Structure of the HHARI Catalytic Domain Shows Glimpses of a HECT E3 Ligase

The ubiquitin-signaling pathway utilizes E1 activating, E2 conjugating, and E3 ligase enzymes to sequentially transfer the small modifier protein ubiquitin to a substrate protein. During the last step of this cascade different types of E3 ligases either act as scaffolds to recruit an E2 enzyme and substrate (RING), or form an ubiquitin-thioester intermediate prior to transferring ubiquitin to a substrate (HECT). The RING-inBetweenRING-RING (RBR) proteins constitute a unique group of E3 ubiquitin ligases that includes the Human Homologue of Drosophila Ariadne (HHARI). These E3 ligases are proposed to use a hybrid RING/HECT mechanism whereby the enzyme uses facets of both the RING and HECT enzymes to transfer ubiquitin to a substrate. We now present the solution structure of the HHARI RING2 domain, the key portion of this E3 ligase required for the RING/HECT hybrid mechanism. The structure shows the domain possesses two Zn²⁺-binding sites and a single exposed cysteine used for ubiquitin catalysis. A structural comparison of the RING2 domain with the HECT E3 ligase NEDD4 reveals a near mirror image of the cysteine and histidine residues in the catalytic site. Further, a tandem pair of aromatic residues exists near the C-terminus of the HHARI RING2 domain that is conserved in other RBR E3 ligases. One of these aromatic residues is remotely located from the catalytic site that is reminiscent of the location found in HECT E3 enzymes where it is used for ubiquitin catalysis. These observations provide an initial structural rationale for the RING/HECT hybrid mechanism for ubiquitination used by the RBR E3 ligases.     

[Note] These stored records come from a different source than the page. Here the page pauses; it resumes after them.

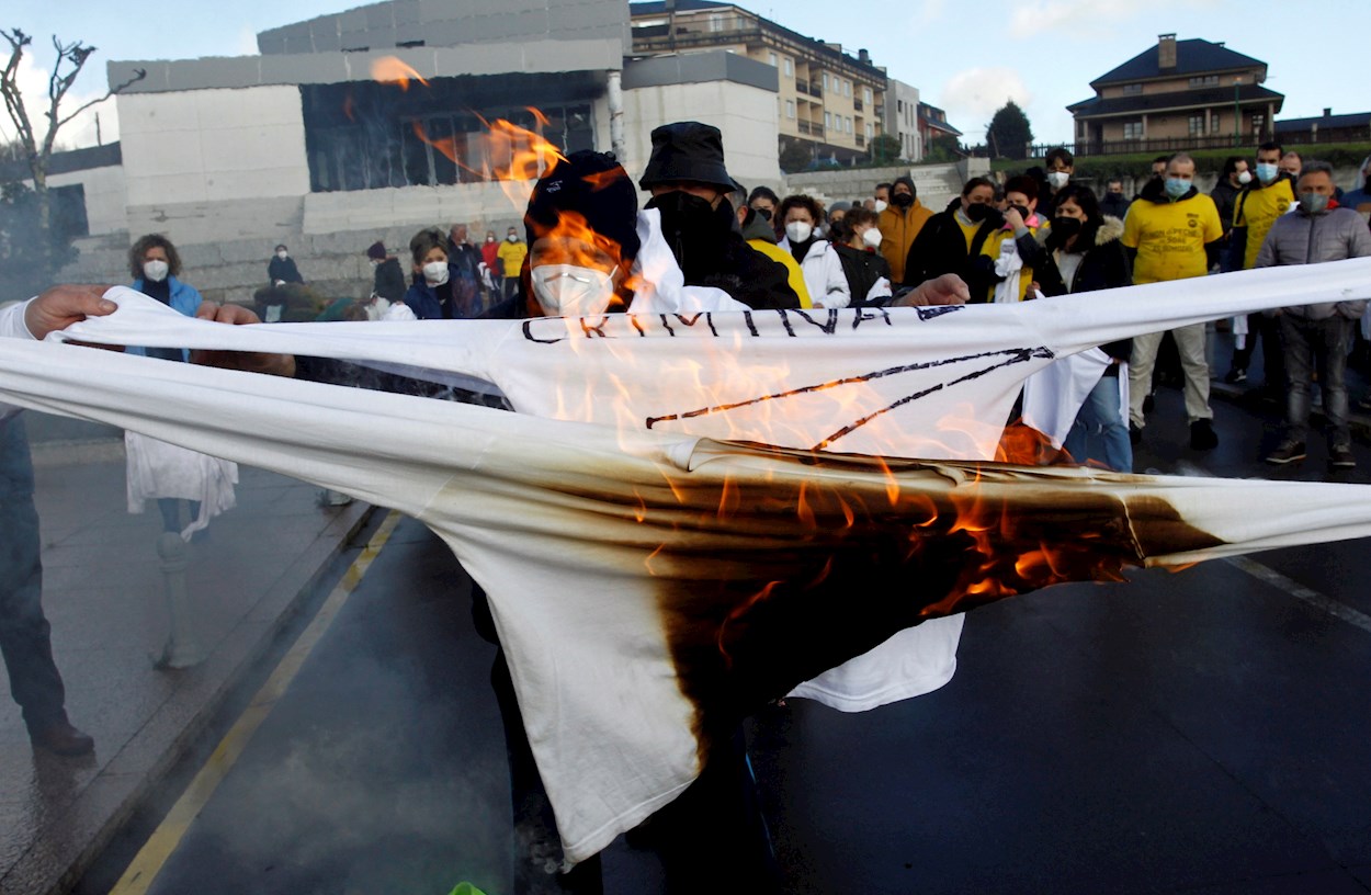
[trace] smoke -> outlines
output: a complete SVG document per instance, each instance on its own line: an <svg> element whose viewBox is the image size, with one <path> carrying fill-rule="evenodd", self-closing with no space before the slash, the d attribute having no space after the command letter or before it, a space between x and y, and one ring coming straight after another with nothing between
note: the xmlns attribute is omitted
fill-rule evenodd
<svg viewBox="0 0 1371 895"><path fill-rule="evenodd" d="M339 651L354 646L365 648ZM425 699L447 681L425 681L435 672L417 658L341 661L336 674L302 676L258 735L276 743L250 750L236 787L203 816L217 850L241 873L326 873L329 891L503 880L511 821L498 717L469 710L469 698L462 718L451 698Z"/></svg>

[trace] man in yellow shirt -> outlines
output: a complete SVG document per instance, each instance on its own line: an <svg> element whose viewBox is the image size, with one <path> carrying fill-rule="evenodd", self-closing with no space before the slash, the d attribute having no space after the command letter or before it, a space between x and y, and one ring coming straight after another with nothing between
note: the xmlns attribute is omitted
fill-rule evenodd
<svg viewBox="0 0 1371 895"><path fill-rule="evenodd" d="M1234 200L1233 233L1228 236L1228 259L1224 270L1252 270L1271 225L1296 204L1294 181L1281 171L1282 159L1279 143L1263 143L1257 148L1257 177ZM1264 314L1248 315L1243 347L1233 350L1233 366L1223 381L1248 380L1248 365L1252 363L1252 352L1259 339L1267 388L1272 393L1283 392L1285 360L1281 351L1281 332L1275 318Z"/></svg>
<svg viewBox="0 0 1371 895"><path fill-rule="evenodd" d="M1164 282L1204 277L1211 258L1217 258L1223 225L1213 199L1194 186L1196 163L1178 152L1167 162L1165 180L1149 181L1138 201L1128 208L1123 226L1123 244L1132 249L1134 284ZM1164 333L1149 333L1132 340L1128 363L1128 424L1134 440L1146 425L1142 399L1152 384L1152 367ZM1205 325L1194 323L1171 330L1180 352L1186 377L1186 417L1190 419L1190 447L1208 451L1219 444L1209 410L1209 363L1205 360Z"/></svg>
<svg viewBox="0 0 1371 895"><path fill-rule="evenodd" d="M509 299L518 292L518 278L524 271L524 259L528 258L528 244L521 243L518 230L510 228L495 256L505 265L505 297Z"/></svg>

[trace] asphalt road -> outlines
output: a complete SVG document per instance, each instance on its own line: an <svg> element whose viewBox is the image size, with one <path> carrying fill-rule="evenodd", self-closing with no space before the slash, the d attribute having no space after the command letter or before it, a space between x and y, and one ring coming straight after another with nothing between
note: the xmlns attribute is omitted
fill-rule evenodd
<svg viewBox="0 0 1371 895"><path fill-rule="evenodd" d="M1322 444L1263 467L1274 433L1241 406L1216 406L1223 441L1196 455L1179 395L1158 404L1139 471L1328 478ZM1357 456L1341 480L1368 480ZM972 613L935 694L768 709L750 754L787 891L1364 895L1368 555L1355 541L1054 588ZM400 522L145 891L509 892L494 650L469 610L451 554ZM123 861L77 891L111 891ZM611 895L662 891L622 837L605 876Z"/></svg>

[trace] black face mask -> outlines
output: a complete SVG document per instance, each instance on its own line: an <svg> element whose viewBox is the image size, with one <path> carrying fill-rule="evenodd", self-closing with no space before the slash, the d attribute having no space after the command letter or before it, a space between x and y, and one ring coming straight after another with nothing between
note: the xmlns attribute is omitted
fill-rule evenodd
<svg viewBox="0 0 1371 895"><path fill-rule="evenodd" d="M1086 225L1080 218L1053 218L1052 219L1052 236L1056 238L1057 244L1065 243L1073 236L1080 234L1080 229Z"/></svg>
<svg viewBox="0 0 1371 895"><path fill-rule="evenodd" d="M698 282L709 275L733 232L733 207L728 200L720 200L717 208L710 208L707 200L677 189L654 196L643 207L661 212L662 237L672 247L686 282Z"/></svg>
<svg viewBox="0 0 1371 895"><path fill-rule="evenodd" d="M983 201L973 201L967 206L967 217L976 222L988 218L991 211L994 211L994 208Z"/></svg>

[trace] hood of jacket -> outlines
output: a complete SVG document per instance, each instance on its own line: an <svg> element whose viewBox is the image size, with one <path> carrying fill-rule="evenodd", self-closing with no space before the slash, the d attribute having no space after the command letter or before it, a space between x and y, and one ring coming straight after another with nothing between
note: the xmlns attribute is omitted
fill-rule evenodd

Selective recruitment of an E2~ubiquitin complex by an E3 ubiquitin ligase

RING E3 ligases are proteins that must selectively recruit an E2-conjugating enzyme and facilitate ubiquitin transfer to a substrate. It is not clear how a RING E3 ligase differentiates a naked E2 enzyme from the E2∼ubiquitin-conjugated form or how this is altered upon ubiquitin transfer. RING-box protein 1 (Rbx1/ROC1) is a key protein found in the Skp1/Cullin-1/F-box (SCF) E3 ubiquitin ligase complex that functions with the E2 ubiquitin conjugating enzyme CDC34. The solution structure of Rbx1/ROC1 revealed a globular RING domain (residues 40–108) stabilized by three structural zinc ions (root mean square deviation 0.30 ± 0.04 Å) along with a disordered N terminus (residues 12–39). Titration data showed that Rbx1/ROC1 preferentially recruits CDC34 in its ubiquitin-conjugated form and favors this interaction by 50-fold compared with unconjugated CDC34. Furthermore, NMR and biochemical assays identified residues in helix α2 of Rbx1/ROC1 that are essential for binding and activating CDC34∼ubiquitin for ubiquitylation. Taken together, this work provides the first direct structural and biochemical evidence showing that polyubiquitylation by the RING E3 ligase Rbx1/ROC1 requires the preferential recruitment of an E2∼ubiquitin complex and subsequent release of the unconjugated E2 protein upon ubiquitin transfer to a substrate or ubiquitin chain.